High 3D Gen creates detailed 3D models from single images, estimating even hidden parts accurately. It excels in intricate details compared to other generators, requiring a separate tool for texture generation. A free Hugging Face demo is available for testing.
HSMR generates 3D models of people, including their skeletons, from images or videos. This allows for accurate pose and movement estimation from different camera angles. Code and a Hugging Face demo are available.
Anime Gamer creates interactive anime game scenes from text prompts. Players control characters and environments by inputting text commands. The AI generates scenes in response to the prompts, modifying character states like stamina and social energy. Models and code are available on Hugging Face and GitHub.
Skyreels A2 is an AI that combines reference images to create videos. It merges characters, objects, and backgrounds into coherent scenes. Models and a GitHub repository are available, licensed under Apache 2 for commercial use.
Dream Actor M1 transfers acting and movements from a reference video to a still image. It accurately applies body movements, hand gestures, and facial expressions. It can also animate deceased actors. Currently, only a technical paper is available.
Wondershare Verbbo is an AI video maker that turns text, photos, or existing videos into videos with AI avatars, voice cloning, and AI voices in 90 languages, with translation features for global content creation.
Easy Control is an open-source image generator that allows for various conditional image generation. It combines multiple control nets into a single framework. A free Hugging Face space uses Easy Control with a Ghibli Studio style for image transformation.

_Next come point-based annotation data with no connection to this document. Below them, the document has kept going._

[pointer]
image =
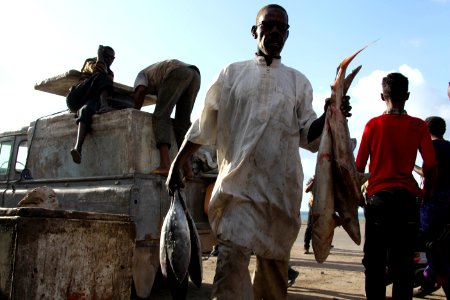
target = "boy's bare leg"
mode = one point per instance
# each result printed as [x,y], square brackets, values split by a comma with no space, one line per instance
[164,161]
[76,151]
[187,170]
[104,103]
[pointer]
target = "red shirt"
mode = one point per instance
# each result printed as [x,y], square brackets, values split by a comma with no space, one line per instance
[391,141]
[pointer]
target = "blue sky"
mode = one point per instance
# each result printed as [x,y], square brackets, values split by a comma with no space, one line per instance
[42,39]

Luminina MGBT2 is an open-source auto-regressive model for image generation. It can generate images from text prompts, edit existing images, and incorporate reference images. A GitHub repository with download instructions is available, but the standard model requires 80GB of VRAM.
Meta's Mocha generates videos from text descriptions and speech audio. It creates realistic animations of people and scenes, but it is limited to 5-second clips and is text-to-video only. The tool's release is uncertain.
OpenAI plans to release the 03 and O4 Mini models before GPT-5. 03 is expected to be more performant, especially in coding, math, and science.
This AI tool identifies and segments moving objects in videos accurately, even with shaky cameras, motion blur, and complex shapes. The code is available on GitHub.
Runway Gen 4 and MidJourney V7 have been released, with marginal improvements, but the presenter considers it to be disappointing.
Highlights the release of models for Vase by Alibaba, a plugin for base video generators, which can perform inpainting, add reference characters, transfer motion, and outpaint smaller videos.